Il cappello della Resistenza.

In questo 25 aprile di cielo terso e vento tagliente devo pensare che un legame indissolubile c’è. Ed è quello spazio tra due bocche che si parlano senza parole, tra occhi inchiodati dentro gli occhi. Che lottano per non chiudersi mai.

Forse muori oggi, nonno. Muori il 25 aprile.

Ti ho portato in ospedale il tuo cappello d’Alpino, quello che indossavi sempre alla manifestazione in Piazza dei Caduti.

L’hai fatta veramente, quella guerra nei boschi. Nelle rocce. Nei ruscelli che ti gelavano i polpacci. La guerra dei libri di terza superiore.

L’hai ucciso, il nemico, nonno? Che faccia aveva? Forse era la tua.

Non hai mai atteso nulla, con un moto di orgoglio ne parlavi. “Non ho aspettato nemmeno di nascere” dicevi. “Io son nato settimino!”. Fiero delle tue origini bergamasche, pago delle tue valli dense di caglio e odorose di letame. Hai preso tutto dalla vita, spinto dalla fame: la fame dello stomaco, quella del latte appeso al camino, un padellino in sei. Azzannavi i problemi, prima ancora di pensare che una soluzione c’era: sempre il primo a fare tutto, indomita razza di antesignano in ogni dove. Il primo in cascina ad avere la televisione. Il primo a fare il muratore a Milano. Il primo a comprare “un bel tuchelin de tera”, anche se “la tera l’è basa” e la schiena, a vangare, non la sentivi più. Hai sempre avuto il vento in poppa. E adesso, capitano? Condannato alla bonaccia, dentro un refolo di fiato stantio. Uno stallo obbligato. Nella vita la tua gran falcata. Passi lunghi e ben distesi. E adesso? Immobile, riverso sul materasso anti-decubito. Mani gonfie e viola come grandi melanzane.
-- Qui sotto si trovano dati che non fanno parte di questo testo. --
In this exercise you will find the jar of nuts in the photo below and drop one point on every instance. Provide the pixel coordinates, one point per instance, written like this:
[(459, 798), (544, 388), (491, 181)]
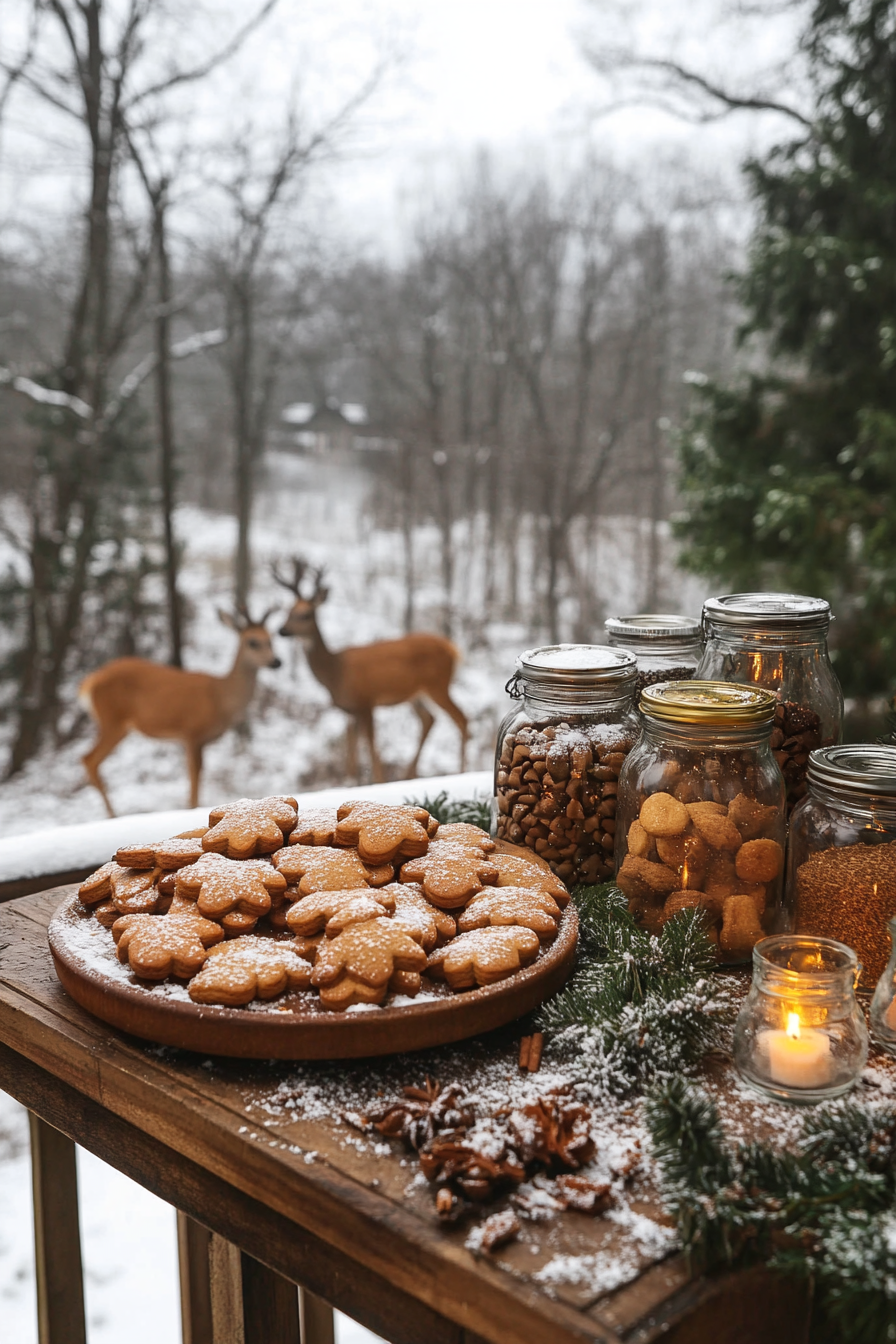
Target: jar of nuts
[(700, 820), (559, 754), (666, 648), (841, 864), (779, 640)]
Aspetti. Per un vile contrappasso. Aspetti. Il tuo parto al contrario. Il tunnel che ti riporterà là dentro, nel buio del tutto possibile.

Quando avverrà? Come? Ti guardo e ti afferro la mano. Lo vedo, sei arrabbiato. Il tempo dell’attesa tu non lo comprendi.

Ma datti pace, nonno. Ora è questa, la tua Resistenza.

“Come va?” mi chiede un’infermiera bassa, di colore. “Così” dico io. “Resistiamo”.